Vinia had tried absenting herself but she found Esther Margaret crying upstairs one evening when Mary had been there.
‘I wish I’d never wanted this baby. He doesn’t touch me. He doesn’t even kiss me when he goes out and she’s making it worse. He hates me pregnant.’
‘It’s her he hates, and it’s difficult hating people who have lost their minds. Give him time.’
As she spoke Dryden walked into the bedroom, his face full of concern.
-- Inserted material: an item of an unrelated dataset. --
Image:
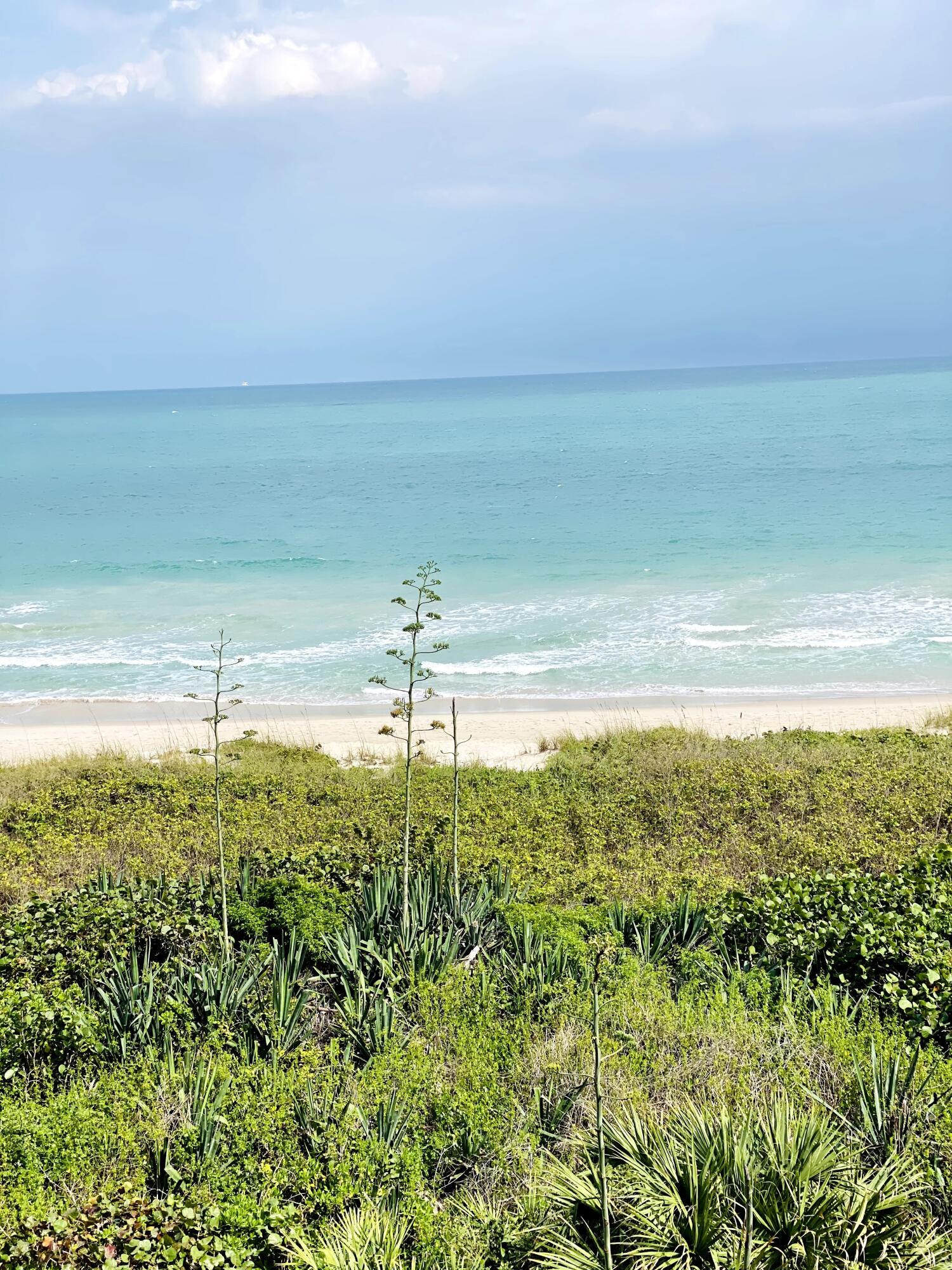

‘Summat the matter with you?’ he said to his wife.
‘That woman …’
Dryden sat down on the bed. Vinia got up as he did so.
‘Don’t upset yourself, sweetheart. Think about the baby.’
Vinia went downstairs and left them. They didn’t come back down and she didn’t want to think of them so she went to the shop. She was avoiding Joe. She was avoiding Dryden. She spent so much time at the shop that she was in danger of becoming tired of the place and the business. She couldn’t find anywhere to live but Dryden had been true to his word. They had not so much as brushed past one another on the stairs and she was becoming used to it, though she thought she would never grow used to living with him as another woman’s husband — it was too hard, too much to ask, and she was tired.